2. Size or growth rate
A sheep with good size and weight for its age is the ideal. Discriminate against extremely large or extremely small animals, under the same environmental conditions.

3. Distribution of fat
Too much localisation of fat on any part of the body (see circles) is undesirable. An even distribution of a thin layer of fat over the carcass and between the muscle fibres is the ideal. The sheep must be firm and muscular when handled.

4. Colour pattern
Dorpers: A white sheep with a black head and neck is the ideal. A limited number of spots are allowed on the body and legs. Totally white sheep or sheep that are predominantly black are faulty.
Brown or white hair around the eyes must be discriminated against according to degree. Pink teats, pink under the tail and white hooves are faulty. Brown on the face is undesirable.

White Dorpers: A white sheep, fully pigmented on the eyelids, under the tail and on the teats is the ideal. A limited number of spots are allowed on the ears and underline.

5. Cover or Fleece
Definition: H5 A short, loose, light mixture of hair and wool with a natural clean kemp underline. The head should be covered in short clean kemp.

Definition: H4 A short, loose, light covering of hair and wool with wool predominating on forequarter and with a natural clean underline. Wool is allowed up to the crown of the head.

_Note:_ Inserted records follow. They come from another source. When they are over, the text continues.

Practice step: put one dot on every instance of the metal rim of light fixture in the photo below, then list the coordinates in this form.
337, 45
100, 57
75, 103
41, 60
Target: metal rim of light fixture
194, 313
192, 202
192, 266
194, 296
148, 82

Definition: H3 A short, loose covering of predominantly wool or softfine hair with perceptible kemp on the outer thigh. A soft light mane or apron is allowed. Wool is allowed forward of the crown on the head.

Definition: H2 a) Almost exclusively coarse hair. b) Almost exclusively wool and very dense.

Definition: H1 a) Exclusively coarse hair. b) Exclusively wool (long and dense). c) A coarse hairy mane.

6. Type
Type is determined by the degree the sheep conforms to the Breed Standards. The general impression must be of good balance, muscling and a vigorous appearance. Masculinity in the ram and femininity in the ewe is important. Note: Any tendency to a cull fault cannot be a Type 5.